From reading the previous blog, you will remember that anger is a secondary emotion because it usually follows another, primary emotion. The primary emotions might be fear, disappointment, frustration, rejection, or embarrassment. Outside your consciousness, your brain is interpreting what you are experiencing as a potential loss. For example, let’s say someone at work breaks a commitment to complete a document by a certain time. You are frustrated by their failure to keep their commitment to give you what they promised, and you may be afraid that your manager will call you to task for the other person’s poor performance. In a millisecond, your brain tells you something like this: “The only way to get results is to yell at him. Go for it! Let him have it.” So you do, with all the fury you can muster. Your frustration and fear are masked by the anger you end up expressing at the person’s failure.


So how do you gain control to the point that you can maintain your composure and get past your emotion to discover your thoughts? It is a skill you can learn, but you have to work at it. Start by examining your thinking.


Here are some strategies you will find useful.


  • Uncover Your Thinking. Use the “SOS” skill that you learned in the DialogueWORKS course to surface your thinking.
    • State the emotion– “I am angry.”
    • Observe your thinking– “I’m angry because…” (Finish the sentence.)
    • Select the positiveby answering the question: “What explains this behavior in a positive light?”


You will remember we used this skill to force ourselves to think differently. We also learned that changing our thinking changes our feelings. It is important for you to finish the “I’m angry because…” statement as many times as you can. Try finishing it 100 times and write it down so you can see your responses. This is a wonderful exercise that will help you to see what is really going on in your thought processes.

Here are some other sentences you might try finishing 100 times:

“I feel afraid (threatened, embarrassed, rejected, or disappointed) because…”

“I feel angry because I have lost…”

“I (want, value, or need)…”

Why do this? Answering questions like these allows you to look at your thinking and assess whether it is accurate or not. You will be surprised at how incomplete or inaccurate your thinking actually is. Once you have recognized the flaws in your thinking, you are free to gather additional data and formulate new realities. Doing this will reduce the degree of emotion you experience the next time you find yourself in a similar situation.


  • See Yourself. Be conscious of your behavior and how you deliver your message. If you notice you are gesturing emphatically, calm your gestures. If your tone is harsh and demanding, then soften your tone. If you notice that you are speaking loudly, then lower your volume. You even might select a respected other to provide you with feedback on how you are progressing. Enroll someone to help you see yourself.

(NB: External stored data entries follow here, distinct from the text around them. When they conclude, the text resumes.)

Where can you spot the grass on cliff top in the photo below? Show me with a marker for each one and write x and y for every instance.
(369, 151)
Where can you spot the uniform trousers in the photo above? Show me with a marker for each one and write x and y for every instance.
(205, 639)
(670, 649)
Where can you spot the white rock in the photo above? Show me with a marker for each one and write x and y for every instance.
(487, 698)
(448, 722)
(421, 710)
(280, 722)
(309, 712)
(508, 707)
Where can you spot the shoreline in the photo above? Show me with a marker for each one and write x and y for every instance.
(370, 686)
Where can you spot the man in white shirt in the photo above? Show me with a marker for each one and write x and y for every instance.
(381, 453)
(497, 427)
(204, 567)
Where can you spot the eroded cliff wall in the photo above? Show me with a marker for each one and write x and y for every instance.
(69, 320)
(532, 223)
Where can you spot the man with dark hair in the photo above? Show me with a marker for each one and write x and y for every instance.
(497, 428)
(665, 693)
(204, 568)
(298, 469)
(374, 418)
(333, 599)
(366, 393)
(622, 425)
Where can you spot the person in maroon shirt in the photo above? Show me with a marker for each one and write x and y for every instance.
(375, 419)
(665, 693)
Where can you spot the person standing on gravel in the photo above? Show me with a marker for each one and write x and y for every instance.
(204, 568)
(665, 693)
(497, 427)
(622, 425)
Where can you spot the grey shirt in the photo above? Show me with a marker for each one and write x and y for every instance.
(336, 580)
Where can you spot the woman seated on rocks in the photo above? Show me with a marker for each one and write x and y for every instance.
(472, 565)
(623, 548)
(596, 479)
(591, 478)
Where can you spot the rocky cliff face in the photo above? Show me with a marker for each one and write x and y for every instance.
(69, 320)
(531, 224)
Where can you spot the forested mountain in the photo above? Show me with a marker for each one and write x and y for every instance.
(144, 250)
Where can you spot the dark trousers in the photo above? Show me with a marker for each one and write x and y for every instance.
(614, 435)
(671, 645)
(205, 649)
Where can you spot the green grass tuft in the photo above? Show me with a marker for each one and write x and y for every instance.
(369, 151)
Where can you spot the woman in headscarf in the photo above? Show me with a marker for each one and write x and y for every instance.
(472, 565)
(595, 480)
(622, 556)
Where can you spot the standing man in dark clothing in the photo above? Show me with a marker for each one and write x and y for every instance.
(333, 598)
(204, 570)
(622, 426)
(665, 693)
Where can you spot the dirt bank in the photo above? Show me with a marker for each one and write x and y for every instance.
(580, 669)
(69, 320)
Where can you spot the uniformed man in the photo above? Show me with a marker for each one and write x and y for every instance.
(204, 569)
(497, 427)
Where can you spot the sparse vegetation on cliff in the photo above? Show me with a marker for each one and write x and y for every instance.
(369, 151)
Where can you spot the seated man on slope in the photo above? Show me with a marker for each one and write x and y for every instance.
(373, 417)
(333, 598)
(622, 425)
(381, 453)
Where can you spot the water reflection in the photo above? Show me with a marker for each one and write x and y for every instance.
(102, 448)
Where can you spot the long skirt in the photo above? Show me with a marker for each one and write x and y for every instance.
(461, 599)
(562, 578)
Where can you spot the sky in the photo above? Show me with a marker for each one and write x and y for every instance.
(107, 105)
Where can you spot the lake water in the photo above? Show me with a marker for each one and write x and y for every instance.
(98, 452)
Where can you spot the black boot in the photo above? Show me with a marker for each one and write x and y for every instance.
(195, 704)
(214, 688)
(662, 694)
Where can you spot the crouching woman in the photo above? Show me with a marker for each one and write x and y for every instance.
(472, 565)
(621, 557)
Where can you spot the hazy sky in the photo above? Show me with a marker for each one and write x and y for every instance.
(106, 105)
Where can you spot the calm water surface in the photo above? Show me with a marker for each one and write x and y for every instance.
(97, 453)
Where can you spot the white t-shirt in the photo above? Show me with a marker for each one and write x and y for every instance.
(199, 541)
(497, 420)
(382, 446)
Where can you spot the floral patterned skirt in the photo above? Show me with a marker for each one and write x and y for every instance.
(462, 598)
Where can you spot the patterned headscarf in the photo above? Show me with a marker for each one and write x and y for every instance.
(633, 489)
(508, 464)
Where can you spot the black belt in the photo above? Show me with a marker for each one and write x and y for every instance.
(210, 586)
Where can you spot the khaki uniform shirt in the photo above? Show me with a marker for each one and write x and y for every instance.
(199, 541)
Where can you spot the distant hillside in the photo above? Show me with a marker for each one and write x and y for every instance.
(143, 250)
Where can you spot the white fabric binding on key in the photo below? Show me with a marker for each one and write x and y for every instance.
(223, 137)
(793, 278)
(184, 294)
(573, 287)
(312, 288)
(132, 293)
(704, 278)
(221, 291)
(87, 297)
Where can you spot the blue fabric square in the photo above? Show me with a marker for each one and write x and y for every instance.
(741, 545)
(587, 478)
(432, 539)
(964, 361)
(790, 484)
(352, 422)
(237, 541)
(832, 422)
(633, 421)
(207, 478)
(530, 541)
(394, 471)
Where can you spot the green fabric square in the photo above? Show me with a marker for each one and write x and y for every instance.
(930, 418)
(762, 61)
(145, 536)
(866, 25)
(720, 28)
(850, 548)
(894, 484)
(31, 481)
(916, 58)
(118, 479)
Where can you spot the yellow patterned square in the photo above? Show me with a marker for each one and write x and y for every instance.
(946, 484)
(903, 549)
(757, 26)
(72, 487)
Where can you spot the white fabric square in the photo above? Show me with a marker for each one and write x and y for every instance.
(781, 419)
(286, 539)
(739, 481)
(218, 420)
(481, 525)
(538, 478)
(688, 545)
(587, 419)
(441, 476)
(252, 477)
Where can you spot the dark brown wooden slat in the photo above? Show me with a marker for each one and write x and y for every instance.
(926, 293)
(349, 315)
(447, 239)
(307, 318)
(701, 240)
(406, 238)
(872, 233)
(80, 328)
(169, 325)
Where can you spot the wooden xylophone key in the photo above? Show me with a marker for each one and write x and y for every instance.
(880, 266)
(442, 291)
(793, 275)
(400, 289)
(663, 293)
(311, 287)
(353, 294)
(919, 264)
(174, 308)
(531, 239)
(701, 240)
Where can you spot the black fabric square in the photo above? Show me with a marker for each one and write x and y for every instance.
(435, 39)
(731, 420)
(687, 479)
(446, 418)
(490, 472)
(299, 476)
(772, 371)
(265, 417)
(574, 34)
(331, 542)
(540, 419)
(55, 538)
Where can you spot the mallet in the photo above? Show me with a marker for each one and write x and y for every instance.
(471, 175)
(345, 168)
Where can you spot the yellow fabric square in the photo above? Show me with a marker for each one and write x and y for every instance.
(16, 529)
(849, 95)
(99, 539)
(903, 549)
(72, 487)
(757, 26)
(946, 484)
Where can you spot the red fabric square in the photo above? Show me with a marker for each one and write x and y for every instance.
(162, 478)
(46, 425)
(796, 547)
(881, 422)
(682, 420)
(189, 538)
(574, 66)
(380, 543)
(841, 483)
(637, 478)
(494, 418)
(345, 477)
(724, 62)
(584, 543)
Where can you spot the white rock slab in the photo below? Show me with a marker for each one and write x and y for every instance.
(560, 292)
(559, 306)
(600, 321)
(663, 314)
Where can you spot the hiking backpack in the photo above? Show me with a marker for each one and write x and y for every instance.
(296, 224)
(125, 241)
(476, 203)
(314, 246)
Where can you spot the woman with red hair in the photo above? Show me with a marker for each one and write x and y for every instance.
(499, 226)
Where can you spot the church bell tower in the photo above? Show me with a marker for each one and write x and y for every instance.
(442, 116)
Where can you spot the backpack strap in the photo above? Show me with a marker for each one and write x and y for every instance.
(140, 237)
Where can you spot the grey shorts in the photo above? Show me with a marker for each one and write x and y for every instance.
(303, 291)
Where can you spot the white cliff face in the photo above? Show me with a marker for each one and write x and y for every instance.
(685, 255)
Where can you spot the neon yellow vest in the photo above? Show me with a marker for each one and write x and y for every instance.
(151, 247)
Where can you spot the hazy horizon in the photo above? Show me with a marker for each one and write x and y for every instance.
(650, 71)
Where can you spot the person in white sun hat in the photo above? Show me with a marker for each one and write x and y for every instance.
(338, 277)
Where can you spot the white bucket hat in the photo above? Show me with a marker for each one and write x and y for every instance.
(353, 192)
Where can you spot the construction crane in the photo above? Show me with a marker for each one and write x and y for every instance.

  • Don’t Believe Everything You Think. Just because you think something doesn’t make it so. We are quick to make “snap judgments.” If you find that you are about to explode emotionally, take a breath, engage your head, and challenge your thinking. If you can’t get control of yourself, then excuse yourself and go finish some sentences:

“I’m angry because….”
“I’m feeling this way because I wanted ….”


  • Be Patient. Doing this type of internal work takes time, but it will help you to improve the way you communicate—particularly in stressful situations. Being able to release your pent-up feelings and to surface the thinking behind your emotions is tremendously liberating. Doing this type of personal work also creates a space for other things to come into your life—increased respect, improved relationships, enhanced engagement, as well as more candor and openness.


Becoming more self-aware, making adjustments and learning to challenge your thinking will go a long way towards improving your conversations.  As a friend once said to me, “You can get angry and yell at people all you want, but remember, it never works and it usually drives people away.”


Recognizing how you come across and what you are thinking is a challenge we all should improve on if we want to hold conversations that work.